The great deceit of the encyclopaedia is that its obsolescence will necessarily render it redundant. Every generation believes its world to be changing faster than the last, and with a greater clarity of purpose, but we make a mistake if we think it necessarily contains more valuable knowledge. A fine encyclopaedia will stand you in good stead like an old wristwatch: its timing may be out, and sometimes it may not work at all, but its mechanics will always intrigue. These old volumes show us what we thought we knew, and we discard them with a rash disregard for the work of our forebears. Ancient editions carry a secret knowledge of their own, the enshrined accretion of learning. If nothing else, they are materially wonderful objects. Run your fingers down their raised spines and tell yourself you are not transported. As Albert Einstein once reported, the pursuit of truth and beauty is a sphere of activity in which we are permitted to be children all our lives.

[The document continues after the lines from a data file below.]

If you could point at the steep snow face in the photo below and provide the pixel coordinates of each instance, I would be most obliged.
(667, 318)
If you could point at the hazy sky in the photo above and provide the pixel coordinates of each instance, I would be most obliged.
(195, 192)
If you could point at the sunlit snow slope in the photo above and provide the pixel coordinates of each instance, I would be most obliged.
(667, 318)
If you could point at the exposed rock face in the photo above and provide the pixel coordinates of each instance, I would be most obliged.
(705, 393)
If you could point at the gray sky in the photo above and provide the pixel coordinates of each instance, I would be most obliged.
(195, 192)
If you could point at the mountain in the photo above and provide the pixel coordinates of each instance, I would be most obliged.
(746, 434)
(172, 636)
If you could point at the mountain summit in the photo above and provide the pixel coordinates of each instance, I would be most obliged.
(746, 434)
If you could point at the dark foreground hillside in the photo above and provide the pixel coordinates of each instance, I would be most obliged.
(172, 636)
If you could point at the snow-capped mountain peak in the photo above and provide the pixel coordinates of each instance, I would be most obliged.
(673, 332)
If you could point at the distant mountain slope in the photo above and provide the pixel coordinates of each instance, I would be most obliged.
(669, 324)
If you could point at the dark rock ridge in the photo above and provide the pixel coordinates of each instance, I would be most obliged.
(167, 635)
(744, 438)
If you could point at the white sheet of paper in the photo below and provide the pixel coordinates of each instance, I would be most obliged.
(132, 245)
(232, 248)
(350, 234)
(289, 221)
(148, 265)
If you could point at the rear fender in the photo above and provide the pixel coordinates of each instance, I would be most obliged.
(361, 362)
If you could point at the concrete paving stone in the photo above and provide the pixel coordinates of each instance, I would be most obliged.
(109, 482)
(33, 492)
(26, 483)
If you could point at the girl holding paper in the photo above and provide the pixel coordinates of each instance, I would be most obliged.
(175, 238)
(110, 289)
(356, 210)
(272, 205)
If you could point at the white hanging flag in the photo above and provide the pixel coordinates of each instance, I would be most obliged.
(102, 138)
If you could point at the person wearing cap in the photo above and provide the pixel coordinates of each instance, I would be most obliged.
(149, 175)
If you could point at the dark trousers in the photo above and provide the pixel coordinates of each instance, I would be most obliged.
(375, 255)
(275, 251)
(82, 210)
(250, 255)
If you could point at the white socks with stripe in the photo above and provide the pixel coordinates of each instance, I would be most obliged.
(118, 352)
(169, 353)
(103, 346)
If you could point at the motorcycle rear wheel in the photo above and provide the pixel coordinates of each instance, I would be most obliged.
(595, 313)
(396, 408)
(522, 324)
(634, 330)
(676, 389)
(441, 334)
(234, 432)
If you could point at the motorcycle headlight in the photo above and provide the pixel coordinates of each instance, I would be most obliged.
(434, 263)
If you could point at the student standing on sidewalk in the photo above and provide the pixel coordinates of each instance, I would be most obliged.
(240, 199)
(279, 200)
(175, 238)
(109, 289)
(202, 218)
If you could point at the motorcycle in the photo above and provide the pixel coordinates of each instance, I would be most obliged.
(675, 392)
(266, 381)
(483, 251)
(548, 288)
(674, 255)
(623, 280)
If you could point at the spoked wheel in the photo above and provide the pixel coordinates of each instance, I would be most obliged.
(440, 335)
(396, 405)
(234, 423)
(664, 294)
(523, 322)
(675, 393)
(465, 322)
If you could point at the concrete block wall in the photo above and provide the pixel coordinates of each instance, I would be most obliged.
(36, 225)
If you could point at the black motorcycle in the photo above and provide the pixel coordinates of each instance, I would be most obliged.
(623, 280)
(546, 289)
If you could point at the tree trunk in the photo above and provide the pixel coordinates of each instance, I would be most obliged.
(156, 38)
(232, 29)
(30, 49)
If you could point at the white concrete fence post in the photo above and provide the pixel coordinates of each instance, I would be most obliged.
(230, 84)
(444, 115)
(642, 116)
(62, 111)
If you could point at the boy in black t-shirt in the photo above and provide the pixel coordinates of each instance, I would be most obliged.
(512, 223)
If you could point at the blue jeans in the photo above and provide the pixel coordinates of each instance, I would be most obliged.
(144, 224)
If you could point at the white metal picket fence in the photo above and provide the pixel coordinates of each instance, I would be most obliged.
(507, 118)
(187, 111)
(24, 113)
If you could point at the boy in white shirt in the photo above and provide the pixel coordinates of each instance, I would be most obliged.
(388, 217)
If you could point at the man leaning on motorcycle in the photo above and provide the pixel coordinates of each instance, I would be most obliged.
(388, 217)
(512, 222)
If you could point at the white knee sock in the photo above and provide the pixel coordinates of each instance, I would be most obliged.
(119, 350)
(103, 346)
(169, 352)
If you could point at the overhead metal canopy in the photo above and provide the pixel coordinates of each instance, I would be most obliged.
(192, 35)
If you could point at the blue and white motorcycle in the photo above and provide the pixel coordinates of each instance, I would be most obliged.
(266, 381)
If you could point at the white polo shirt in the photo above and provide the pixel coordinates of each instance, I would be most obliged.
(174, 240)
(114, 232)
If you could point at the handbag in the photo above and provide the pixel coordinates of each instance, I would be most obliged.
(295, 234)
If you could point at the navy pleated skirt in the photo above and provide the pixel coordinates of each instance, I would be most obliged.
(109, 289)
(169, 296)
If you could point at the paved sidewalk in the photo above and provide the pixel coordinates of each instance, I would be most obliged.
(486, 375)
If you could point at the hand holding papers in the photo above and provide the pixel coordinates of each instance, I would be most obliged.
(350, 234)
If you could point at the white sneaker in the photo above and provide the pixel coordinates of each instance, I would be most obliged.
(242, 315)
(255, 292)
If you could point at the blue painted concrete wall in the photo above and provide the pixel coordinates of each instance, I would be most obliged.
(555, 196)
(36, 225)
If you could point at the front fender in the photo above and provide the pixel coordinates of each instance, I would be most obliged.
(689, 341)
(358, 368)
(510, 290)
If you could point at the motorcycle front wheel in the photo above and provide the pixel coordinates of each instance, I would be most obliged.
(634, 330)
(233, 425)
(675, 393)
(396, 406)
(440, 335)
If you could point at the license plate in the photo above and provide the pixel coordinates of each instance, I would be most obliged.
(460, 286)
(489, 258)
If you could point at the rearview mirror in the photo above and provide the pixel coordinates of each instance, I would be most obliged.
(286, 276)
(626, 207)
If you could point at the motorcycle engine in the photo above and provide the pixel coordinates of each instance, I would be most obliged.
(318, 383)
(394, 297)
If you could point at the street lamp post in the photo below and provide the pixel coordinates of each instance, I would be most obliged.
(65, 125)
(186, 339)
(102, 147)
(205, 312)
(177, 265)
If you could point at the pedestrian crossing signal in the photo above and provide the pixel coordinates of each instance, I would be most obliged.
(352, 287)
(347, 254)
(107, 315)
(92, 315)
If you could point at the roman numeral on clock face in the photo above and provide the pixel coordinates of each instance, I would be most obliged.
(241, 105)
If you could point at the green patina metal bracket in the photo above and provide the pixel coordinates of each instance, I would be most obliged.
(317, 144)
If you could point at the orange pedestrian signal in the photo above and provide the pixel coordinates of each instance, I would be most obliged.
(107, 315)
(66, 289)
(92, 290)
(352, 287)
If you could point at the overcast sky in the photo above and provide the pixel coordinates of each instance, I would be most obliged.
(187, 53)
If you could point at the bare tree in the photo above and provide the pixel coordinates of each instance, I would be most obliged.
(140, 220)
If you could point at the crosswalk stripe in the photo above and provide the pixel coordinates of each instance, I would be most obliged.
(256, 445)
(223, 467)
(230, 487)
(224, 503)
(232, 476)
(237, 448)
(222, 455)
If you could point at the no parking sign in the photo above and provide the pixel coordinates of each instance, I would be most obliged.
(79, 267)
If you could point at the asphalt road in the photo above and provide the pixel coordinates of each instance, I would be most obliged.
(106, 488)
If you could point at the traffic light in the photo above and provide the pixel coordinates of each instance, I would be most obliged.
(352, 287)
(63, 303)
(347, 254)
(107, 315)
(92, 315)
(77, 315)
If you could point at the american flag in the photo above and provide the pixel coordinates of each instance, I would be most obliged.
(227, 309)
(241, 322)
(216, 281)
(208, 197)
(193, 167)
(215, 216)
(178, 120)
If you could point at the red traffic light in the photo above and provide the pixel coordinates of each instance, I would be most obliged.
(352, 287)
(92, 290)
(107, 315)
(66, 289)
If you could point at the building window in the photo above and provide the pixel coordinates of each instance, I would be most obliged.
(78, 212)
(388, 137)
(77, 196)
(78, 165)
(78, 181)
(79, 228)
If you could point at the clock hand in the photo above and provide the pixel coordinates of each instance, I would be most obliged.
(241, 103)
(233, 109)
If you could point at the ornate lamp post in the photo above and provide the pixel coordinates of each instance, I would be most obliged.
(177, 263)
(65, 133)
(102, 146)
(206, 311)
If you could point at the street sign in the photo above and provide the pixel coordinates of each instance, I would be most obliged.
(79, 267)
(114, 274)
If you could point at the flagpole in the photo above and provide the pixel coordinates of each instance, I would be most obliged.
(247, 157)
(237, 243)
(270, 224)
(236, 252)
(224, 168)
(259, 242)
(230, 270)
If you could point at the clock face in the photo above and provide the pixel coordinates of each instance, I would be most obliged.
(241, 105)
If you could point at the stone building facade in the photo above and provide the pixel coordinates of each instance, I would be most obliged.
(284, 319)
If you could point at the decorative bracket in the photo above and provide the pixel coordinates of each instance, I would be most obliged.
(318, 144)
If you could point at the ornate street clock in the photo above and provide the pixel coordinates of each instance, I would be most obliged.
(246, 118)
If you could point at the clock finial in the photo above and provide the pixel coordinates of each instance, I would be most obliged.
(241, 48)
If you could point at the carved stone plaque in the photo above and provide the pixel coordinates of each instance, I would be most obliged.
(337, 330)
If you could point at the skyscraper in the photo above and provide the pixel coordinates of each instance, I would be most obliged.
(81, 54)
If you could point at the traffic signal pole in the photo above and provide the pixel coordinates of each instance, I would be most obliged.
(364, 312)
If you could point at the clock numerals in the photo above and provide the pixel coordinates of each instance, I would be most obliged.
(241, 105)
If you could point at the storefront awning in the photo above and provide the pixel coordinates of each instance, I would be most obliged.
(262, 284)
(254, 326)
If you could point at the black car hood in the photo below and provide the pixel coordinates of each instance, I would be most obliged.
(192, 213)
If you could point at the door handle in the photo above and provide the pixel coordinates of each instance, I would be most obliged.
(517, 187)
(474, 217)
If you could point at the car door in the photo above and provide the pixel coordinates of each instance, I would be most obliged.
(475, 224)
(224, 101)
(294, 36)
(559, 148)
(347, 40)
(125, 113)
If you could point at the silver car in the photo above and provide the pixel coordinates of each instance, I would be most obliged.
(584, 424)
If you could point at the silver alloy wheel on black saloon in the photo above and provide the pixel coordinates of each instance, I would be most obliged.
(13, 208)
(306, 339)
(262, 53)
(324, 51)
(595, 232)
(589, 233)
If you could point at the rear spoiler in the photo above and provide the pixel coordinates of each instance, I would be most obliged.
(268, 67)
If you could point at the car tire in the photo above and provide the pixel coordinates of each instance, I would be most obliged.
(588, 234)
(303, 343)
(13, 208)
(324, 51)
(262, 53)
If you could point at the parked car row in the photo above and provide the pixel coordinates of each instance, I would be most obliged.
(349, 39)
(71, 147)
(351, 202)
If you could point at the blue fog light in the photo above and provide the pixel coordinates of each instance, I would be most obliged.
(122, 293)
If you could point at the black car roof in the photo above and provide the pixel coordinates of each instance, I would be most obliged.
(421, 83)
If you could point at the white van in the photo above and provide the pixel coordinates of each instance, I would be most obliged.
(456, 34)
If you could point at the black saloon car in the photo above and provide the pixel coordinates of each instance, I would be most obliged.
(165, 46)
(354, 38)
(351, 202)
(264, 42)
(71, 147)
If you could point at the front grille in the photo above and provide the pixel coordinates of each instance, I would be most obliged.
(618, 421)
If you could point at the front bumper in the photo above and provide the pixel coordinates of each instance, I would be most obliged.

And what of the last jagged letter? Have most compilers run out of zest? Do the strings of their hearts still go zing as the presses ready their cranks? Here are a handful of entries in the rear-view mirror, heavily truncated, loaded with distant and noble erudition. Some appear wilfully naive; many check the ‘Who Knew?’ box. I hope they show the benefit to be had from not rejecting old things just because they are not modern. When we ascend to space in a rocket we are only able to do so because of those who once paddled uncharted in canoes.